Posted on 01/27/2006 5:32:54 PM PST by presidio9
Has ever a little indie film faced a greater hurdle? Imagine this sales pitch: Babe, it's a movie about global warming. Starring Al Gore. Doing a slide show.
With charts.
Hours before the filming of "An Inconvenient Truth," former vice president Al Gore works with a team to choose the best from among 400 slides and animations from his environmental show. (Participant Productions)
Improbable? Perhaps. So it's all the more amazing that "An Inconvenient Truth" had its world premiere at the Sundance Film Festival on Tuesday night before an enthusiastic audience that gave the former vice president and his movie a big standing O.
Among the film's lessons: Earth's glaciers are melting, the polar bears are screwed, each year sets new heat records. Al Gore sometimes flies coach. He also schleps his own bags.
The morning after his debut as leading man, Gore pronounces this whole Sundance thing "a most excellent time." He is wearing earth tones again.

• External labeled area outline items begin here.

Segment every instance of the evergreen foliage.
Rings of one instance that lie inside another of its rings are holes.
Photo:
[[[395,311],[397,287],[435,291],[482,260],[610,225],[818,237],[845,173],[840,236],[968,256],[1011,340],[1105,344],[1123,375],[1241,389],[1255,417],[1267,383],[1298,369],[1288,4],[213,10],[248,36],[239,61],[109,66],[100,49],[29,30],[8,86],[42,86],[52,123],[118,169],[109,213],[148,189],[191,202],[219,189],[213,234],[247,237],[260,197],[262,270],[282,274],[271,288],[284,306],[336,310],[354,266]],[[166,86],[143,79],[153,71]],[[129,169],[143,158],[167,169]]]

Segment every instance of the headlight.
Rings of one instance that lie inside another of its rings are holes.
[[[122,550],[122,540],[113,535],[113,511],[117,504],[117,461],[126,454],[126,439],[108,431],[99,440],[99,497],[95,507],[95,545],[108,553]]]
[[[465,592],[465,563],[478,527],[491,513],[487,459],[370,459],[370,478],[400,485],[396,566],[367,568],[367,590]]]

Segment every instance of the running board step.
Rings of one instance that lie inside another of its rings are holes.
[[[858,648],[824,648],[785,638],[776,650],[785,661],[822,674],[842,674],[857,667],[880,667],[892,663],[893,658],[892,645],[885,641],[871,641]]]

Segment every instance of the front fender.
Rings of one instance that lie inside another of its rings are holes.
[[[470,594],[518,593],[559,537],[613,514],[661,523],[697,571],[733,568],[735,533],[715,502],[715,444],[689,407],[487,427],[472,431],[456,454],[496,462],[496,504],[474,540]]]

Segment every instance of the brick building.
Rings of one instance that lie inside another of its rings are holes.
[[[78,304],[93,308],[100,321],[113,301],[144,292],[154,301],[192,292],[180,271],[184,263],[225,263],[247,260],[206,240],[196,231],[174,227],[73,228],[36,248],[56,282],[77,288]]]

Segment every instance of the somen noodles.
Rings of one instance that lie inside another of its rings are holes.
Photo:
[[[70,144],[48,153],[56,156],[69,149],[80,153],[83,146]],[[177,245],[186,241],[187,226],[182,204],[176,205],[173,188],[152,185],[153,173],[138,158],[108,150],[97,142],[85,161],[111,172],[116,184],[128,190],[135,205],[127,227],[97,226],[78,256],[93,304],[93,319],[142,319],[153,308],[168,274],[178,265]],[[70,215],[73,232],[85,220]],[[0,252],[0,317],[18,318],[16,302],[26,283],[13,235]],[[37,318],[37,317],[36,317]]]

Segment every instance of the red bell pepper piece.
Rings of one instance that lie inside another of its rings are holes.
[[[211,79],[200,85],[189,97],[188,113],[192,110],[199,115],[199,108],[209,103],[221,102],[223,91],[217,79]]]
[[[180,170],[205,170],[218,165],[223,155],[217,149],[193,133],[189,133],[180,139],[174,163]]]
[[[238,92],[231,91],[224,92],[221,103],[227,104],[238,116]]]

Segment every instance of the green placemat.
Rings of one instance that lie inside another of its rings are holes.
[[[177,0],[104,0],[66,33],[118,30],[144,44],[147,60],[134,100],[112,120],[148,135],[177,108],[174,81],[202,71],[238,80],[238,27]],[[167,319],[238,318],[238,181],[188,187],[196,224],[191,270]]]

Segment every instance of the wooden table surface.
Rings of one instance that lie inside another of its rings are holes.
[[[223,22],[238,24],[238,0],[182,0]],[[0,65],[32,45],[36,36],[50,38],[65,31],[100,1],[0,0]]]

He seems jolly . He brought Tipper and the kids. He is attending parties and posing for pictures with his fans and enjoying macaroni and cheese at the Discovery Channel soiree. He's palling around with Larry David of "Curb Your Enthusiasm," who says, "Al is a funny guy." But he is also a very serious guy who believes humans may have only 10 years left to save the planet from turning into a total frying pan.
The core of the film is a one-man, ever-evolving multimedia slide show that Gore assembled himself. A little-known fact: Since his defeat by George W. Bush in 2000, Gore has traveled the globe with his bar graphs, staging event after event for small, invited audiences. Free of charge. And he's presented one version or another of this slide show, by his own estimation, a thousand
(Excerpt) Read more at washingtonpost.com ...
http://www.freerepublic.com/focus/f-news/1566267/posts
"The coldest month (In 35 years, Fairbanks)"
ROFL, I love it.
"Al is a funny guy." But he is also a very serious guy who believes humans may have only 10 years left to save the planet from turning into a total frying pan.
Hmmm, let's see, I think that is about the amount of time we had left in the '70s before global freezing got us.